Organic management improves soil phosphorus availability and microbial properties in a tea plantation after land conversion from longan (Dimocarpus longan)

Studies on the transformation of P fractions under different land uses and management practices remain scarce, especially in tropical regions. Hence, we investigated the P fraction, microbial communities and soil chemical properties after the conversion of a longan orchard (LO) into an organic tea plantation (OTP) and a conventional tea plantation (CTP) in Hainan, China. At 0–10 cm and 10–20 cm soil depths, the conversion of the LO into the OTP increased the contents of labile P (Resin-P, NaHCO3-Pi and NaHCO3-Po), moderately labile P (NaOH-Pi and NaOH-Po) and occluded P (Sonicate-Pi and Sonicate-Po) but decreased the contents of Ca-P (HCl-Pi) and residual P (stable P), whereas converting the LO into the CTP increased the Ca-P and residual P but decreased the labile P, moderately labile P and occluded P. In addition, at the 0–10 cm soil depth, the bacteria, fungi, actinomycetes, arbuscular mycorrhizal fungal (AMF) and total phospholipid fatty acid (PLFA) biomass were decreased in the CTP, but only the total PLFA was increased in the OTP. However, at the 10–20 cm soil depth, the total PLFA, fungi, and AMF were increased in the OTP, whereas all the PLFA biomarkers remained unchanged in the CTP compared to those in the LO. Furthermore, the labile P, moderately labile P, occluded P and Ca-P in the 0–10 cm layer were related to the soil chemical properties and microbially related groups such as the TK, NO3−, NH4+, acid phosphatase activity (APA), fungi, AMF and bacteria.
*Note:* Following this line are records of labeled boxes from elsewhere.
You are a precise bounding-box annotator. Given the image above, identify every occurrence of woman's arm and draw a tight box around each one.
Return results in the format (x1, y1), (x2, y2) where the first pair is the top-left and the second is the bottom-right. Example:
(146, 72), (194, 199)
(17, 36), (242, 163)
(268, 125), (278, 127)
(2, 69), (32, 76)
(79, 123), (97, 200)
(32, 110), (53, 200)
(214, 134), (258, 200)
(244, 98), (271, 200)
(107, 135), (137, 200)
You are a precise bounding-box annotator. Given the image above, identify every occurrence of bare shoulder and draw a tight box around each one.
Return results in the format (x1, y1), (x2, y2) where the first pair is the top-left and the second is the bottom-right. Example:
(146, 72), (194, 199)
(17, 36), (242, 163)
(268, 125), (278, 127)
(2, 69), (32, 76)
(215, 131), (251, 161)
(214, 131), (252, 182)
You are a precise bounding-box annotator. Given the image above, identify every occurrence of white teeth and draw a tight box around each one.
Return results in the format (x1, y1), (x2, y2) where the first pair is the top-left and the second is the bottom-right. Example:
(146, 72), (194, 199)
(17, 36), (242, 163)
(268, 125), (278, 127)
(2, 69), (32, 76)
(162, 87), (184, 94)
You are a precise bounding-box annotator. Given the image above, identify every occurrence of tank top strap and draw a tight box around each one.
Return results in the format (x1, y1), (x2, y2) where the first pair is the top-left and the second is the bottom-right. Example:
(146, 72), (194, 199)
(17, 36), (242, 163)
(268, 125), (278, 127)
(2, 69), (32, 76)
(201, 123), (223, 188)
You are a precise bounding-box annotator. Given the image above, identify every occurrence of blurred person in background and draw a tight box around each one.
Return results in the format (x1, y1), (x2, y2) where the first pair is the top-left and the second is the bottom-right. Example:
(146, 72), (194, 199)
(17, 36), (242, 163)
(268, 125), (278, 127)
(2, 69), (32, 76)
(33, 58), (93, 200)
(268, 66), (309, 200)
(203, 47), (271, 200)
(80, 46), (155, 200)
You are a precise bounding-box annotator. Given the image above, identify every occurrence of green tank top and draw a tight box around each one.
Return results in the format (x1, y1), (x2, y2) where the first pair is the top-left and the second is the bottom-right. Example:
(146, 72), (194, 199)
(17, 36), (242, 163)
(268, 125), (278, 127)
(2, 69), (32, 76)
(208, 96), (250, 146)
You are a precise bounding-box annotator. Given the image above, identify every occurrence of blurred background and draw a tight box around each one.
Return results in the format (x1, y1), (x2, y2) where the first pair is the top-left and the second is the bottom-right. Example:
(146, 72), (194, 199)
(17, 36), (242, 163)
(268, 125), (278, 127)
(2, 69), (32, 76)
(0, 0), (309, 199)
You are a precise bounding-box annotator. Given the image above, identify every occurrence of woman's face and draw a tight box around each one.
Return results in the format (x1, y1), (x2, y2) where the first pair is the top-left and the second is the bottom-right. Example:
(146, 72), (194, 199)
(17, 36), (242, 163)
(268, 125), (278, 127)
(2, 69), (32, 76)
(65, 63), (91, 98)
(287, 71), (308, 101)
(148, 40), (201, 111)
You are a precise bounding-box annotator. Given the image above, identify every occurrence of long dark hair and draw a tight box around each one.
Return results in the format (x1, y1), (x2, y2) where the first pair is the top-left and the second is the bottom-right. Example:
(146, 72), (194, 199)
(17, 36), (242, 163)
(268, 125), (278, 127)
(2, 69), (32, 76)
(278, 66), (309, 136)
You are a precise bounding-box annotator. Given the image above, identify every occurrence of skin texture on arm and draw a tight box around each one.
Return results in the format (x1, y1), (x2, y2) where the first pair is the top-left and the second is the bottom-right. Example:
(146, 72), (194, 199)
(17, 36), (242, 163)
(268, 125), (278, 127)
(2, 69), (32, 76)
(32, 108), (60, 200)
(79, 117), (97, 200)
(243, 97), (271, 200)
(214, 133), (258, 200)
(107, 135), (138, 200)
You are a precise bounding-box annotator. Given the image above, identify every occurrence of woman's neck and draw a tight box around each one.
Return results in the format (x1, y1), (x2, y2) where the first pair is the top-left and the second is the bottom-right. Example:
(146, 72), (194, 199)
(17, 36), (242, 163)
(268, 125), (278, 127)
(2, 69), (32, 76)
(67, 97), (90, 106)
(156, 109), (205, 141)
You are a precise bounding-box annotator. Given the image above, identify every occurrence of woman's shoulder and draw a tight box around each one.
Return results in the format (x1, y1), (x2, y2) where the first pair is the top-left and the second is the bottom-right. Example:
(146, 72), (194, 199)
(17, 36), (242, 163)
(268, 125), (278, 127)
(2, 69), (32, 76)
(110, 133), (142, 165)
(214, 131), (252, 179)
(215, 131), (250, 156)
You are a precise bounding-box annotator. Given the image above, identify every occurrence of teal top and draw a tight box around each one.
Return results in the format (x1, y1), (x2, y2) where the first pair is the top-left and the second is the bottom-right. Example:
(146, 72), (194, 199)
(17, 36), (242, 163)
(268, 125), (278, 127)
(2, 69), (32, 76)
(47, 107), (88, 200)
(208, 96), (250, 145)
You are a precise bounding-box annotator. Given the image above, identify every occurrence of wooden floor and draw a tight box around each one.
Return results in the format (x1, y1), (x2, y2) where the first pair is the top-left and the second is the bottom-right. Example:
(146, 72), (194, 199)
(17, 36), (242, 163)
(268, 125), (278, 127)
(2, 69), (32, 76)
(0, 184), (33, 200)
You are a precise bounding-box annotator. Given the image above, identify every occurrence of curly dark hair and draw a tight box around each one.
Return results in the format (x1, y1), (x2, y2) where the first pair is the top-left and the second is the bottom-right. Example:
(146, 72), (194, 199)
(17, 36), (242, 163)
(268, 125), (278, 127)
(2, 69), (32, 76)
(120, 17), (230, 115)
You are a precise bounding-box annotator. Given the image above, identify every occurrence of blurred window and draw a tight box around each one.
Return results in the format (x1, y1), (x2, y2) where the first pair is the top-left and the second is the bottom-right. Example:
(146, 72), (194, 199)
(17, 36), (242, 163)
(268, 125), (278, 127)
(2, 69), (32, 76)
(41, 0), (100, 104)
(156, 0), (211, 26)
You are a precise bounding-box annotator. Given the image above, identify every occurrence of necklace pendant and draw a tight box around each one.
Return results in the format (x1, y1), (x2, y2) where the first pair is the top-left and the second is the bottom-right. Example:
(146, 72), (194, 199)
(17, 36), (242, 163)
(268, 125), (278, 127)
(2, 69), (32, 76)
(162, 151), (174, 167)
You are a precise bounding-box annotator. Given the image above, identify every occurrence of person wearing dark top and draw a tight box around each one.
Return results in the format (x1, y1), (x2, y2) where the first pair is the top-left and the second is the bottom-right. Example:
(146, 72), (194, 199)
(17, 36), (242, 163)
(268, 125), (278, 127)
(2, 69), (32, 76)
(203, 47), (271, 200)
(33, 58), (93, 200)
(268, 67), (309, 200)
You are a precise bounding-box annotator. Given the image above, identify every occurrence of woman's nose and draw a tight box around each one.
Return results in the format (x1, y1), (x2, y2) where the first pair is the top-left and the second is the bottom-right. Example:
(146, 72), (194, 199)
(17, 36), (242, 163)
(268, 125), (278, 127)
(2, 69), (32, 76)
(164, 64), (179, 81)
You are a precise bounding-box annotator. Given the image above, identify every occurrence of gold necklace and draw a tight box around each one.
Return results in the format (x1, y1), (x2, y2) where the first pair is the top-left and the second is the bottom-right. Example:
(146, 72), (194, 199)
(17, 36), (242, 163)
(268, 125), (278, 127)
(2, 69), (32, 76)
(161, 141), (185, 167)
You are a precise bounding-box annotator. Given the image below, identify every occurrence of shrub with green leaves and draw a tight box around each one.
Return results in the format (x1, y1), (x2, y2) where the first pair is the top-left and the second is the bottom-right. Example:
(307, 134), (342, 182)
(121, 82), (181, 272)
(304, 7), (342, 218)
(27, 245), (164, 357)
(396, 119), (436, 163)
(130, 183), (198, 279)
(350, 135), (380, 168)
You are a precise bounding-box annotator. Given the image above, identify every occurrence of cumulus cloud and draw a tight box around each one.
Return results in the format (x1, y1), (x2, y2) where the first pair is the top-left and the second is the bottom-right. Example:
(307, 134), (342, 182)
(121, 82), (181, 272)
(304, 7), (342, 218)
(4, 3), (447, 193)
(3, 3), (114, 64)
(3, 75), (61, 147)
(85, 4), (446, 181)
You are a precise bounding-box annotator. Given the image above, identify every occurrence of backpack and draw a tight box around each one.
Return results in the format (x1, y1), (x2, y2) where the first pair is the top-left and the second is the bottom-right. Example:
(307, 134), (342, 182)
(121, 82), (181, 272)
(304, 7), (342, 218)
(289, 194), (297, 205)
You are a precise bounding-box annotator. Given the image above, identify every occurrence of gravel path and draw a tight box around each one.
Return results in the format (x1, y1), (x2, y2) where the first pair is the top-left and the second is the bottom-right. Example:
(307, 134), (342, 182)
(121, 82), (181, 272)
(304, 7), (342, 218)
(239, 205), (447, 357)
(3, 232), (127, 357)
However, at the 10–20 cm soil depth, these fractions were only associated with soil chemical properties such as the TK, NO3−, NH4+ and APA. Our results revealed that the land use altered the soil P fractions as well as the microbial biomass and activity related to soil P cycling, and organic management practices enhanced the soil P availability more than conventional management practices.